HEK293 cells were grown at 37 °C with 5% CO₂ in Dulbecco’s modified Eagle’s medium (Gibco) with 10% fetal bovine serum. HEK293 cells were transfected with 4.0 µg of GH1⁺ or GH1^mut plasmid DNA using 12.0 µL of Lipofectamine LTX (Thermo Fisher) following the manufacturer’s instructions. Cells were harvested 48 h posttransfection. RNA was isolated from cells using GeneJET RNA Purification Kit (Thermo Scientific) following the manufacturer’s protocol. Five hundred nanograms of RNA was reverse-transcribed using MLV-RT (Optizyme) with a dT(20) primer at 42 °C for 1 h.

Sequencing of GH1 cDNA.

The cDNAs were amplified using Phire Green Hot Start II DNA Polymerase (Thermo Scientific) following manufacturer guidelines. Primers were designed to amplify the last four exons of GH1, with the forward primer located in exon 2 and the reverse primer located in exon 5 (SI Appendix, Table S4). Minus reverse transcriptase and empty vector controls were also run. PCR products were visualized via gel electrophoresis. Products were purified using the E.Z.N.A. Gel Extraction Kit (Omega Bio-Tek) and verified by Sanger sequencing.
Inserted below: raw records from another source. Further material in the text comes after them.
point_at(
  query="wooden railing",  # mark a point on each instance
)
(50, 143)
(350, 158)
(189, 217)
Genotyping of Other Body Size Loci.

Previously associated Illumina SNPs in the following genes influencing small body size in dogs were genotyped in the SNP chip data from our GWAS population: IGF1R (chr3:41758863 and 41849479), GHR (chr4:67040898), IGF1 (chr15:41221438), and HMGA2 (chr10:8183593) (5, 45).

Data Availability.

Whole-genome resequencing data from affected Shetland Sheepdog, five control Collies, and all other dog genomes used herein have been deposited in the Sequence Read Archive (all accession numbers are given in SI Appendix, Table S3). Nucleotide sequences for Growth Hormone 1 spliceoforms are deposited in GenBank under accession numbers MT499773 to MT499775.